Changsha Zoomlion Heavy Industry Science and Technology Development, a leading Chinese manufacturer of construction machinery, has raised HK$13.03 billion ($1.68 billion) from its Hong Kong share sale, and will be the last major company to list in Hong Kong this year. The debut is scheduled for Thursday, which is the last full day of trading before the Christmas holidays as Friday is only a half-day in the Hong Kong market.
The company, which is already listed in Shenzhen, attracted decent demand despite deteriorating interest among investors for new share sales this close to year end. The Hang Seng Index has fallen 9% from its 2010 high of 24,964 points on November 8 and some recent newcomers to the market have struggled to perform, which has added to the reluctance to commit new money. Hedge funds, in particular, seem to have lost interest in new listings.

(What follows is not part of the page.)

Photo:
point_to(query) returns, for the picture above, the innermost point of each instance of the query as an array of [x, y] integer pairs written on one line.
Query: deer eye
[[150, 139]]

Chongqing Rural Commercial Bank (CRCB) fell close to 1% in its Hong Kong debut last Thursday -- the final day of bookbuilding for Zoomlion -- with observers noting that the early buying of the stock lacked conviction. They also felt that the share price may well have fallen more had it not been for the stabilisation done by the bookrunners. On Friday it edged up six HK cents to finish one cent above the IPO price at HK$5.26. CRCB raised $1.35 billion from its initial public offering.
Also on Friday, however, China Datang Corp Renewable Power fell 6% to HK$2.19 on its first day of trading after raising $644 million from its IPO. Another sign of the waning interest for new listings came on Monday last week when Datang Renewable’s larger competitor in the wind power sector, Huaneng Renewables Corp, called off its IPO due to “the change in market conditions and recent unexpected and excessive market volatility”. Huaneng had sought to raise between $965 million and $1.28 billion from its Hong Kong listing.
By offering a decent discount versus its Shenzhen-listed shares, and following extensive marketing by the joint bookrunners, Zoomlion was able to capture the interest of a number of anchor investors who helped create momentum and ensured the deal was fully covered on the first day. The final order book was also of good quality and contained few inflated orders, sources said.
At the end of the nine-day roadshow, the deal was about three times covered overall and had attracted about 250 institutional investors, primarily from Asia and the US. About two-thirds of the demand came from long-only accounts, while high-end retail investors, corporate accounts and hedge funds showed less interest. The retail tranche, which accounted for 5% of the total offer, was about eight times subscribed, meaning there will be no clawback.
The price was fixed at HK$14.98, after being offered in a range between HK$13.98 and HK$18.98. After taking account of the exchange rate, the final price translated into a 14.5% discount versus the company’s share price in Shenzhen. The latter gained 5.6% during the roadshow, which increased the relative attractiveness of the new Hong Kong shares. Meanwhile, investors who looked at the company from an absolute valuation perspective also found the numbers in favour of Zoomlion. Based on the joint bookrunner estimates, the offer price valued the company at 12.6 times its 2011 earnings, which compared with 19 times for A-share-listed Sany Heavy Industry.
This gap was all the more attractive as analysts generally view Zoomlion as the better company, with a stronger product portfolio and profitability and, according to a source, Zoomlion has also continuously beaten analysts’ earnings expectations in the past 10 years. The A-share price is widely viewed to be undervaluing the company and the broader shareholder base that comes with the Hong Kong listing is expected to result in a re-rating of the stock. Zoomlion is also the only company of its kind to be listed in Hong Kong, which would have made it interesting for investors who want exposure to the sector.
Based in Changsha in central China, the company makes a variety of heavy machinery for the construction industry, including concrete machinery, cranes, and environmental and sanitation machinery. In the listing prospectus, Zoomlion noted that China accounted for approximately 42.6% of global sales of construction machinery in 2009, making it the largest market for the product ahead of North America and Europe.
Zoomlion sold 869.58 million new shares plus a 15% greenshoe option. If the latter is exercised in full, the total deal size will increase to $1.9 billion and exceed shipbuilder China Rongsheng Heavy Industries to become the third largest listing in Hong Kong this year. Rongsheng raised $1.8 billion ahead of its trading debut last month. However, since Zoomlion is already listed in the A-share market, its share sale doesn’t technically count as an IPO, meaning Rongsheng looks set to remain the third largest IPO after AIA and Agricultural Bank of China.
Like most other recent deals, Zoomlion’s share sale was supported by four cornerstone investors. However, with a combined purchase of $82 million worth of shares, their investment only accounted for 4.9% of the base offer, which is quite modest compared with 15%-25% in a typical Hong Kong IPO. The cornerstones were: Hillhouse Capital Management, an Asia-focused fund management firm; Keywise Capital Management, a Hong Kong-based fund management firm; SIIC Investment Company, the investment arm of government-backed Shanghai Industrial Investment; and investment firm Zhong Ke Bright Trinity Enterprises.
China International Capital Corp, Goldman Sachs, J.P. Morgan and Morgan Stanley were joint bookrunners for the Hong Kong offering.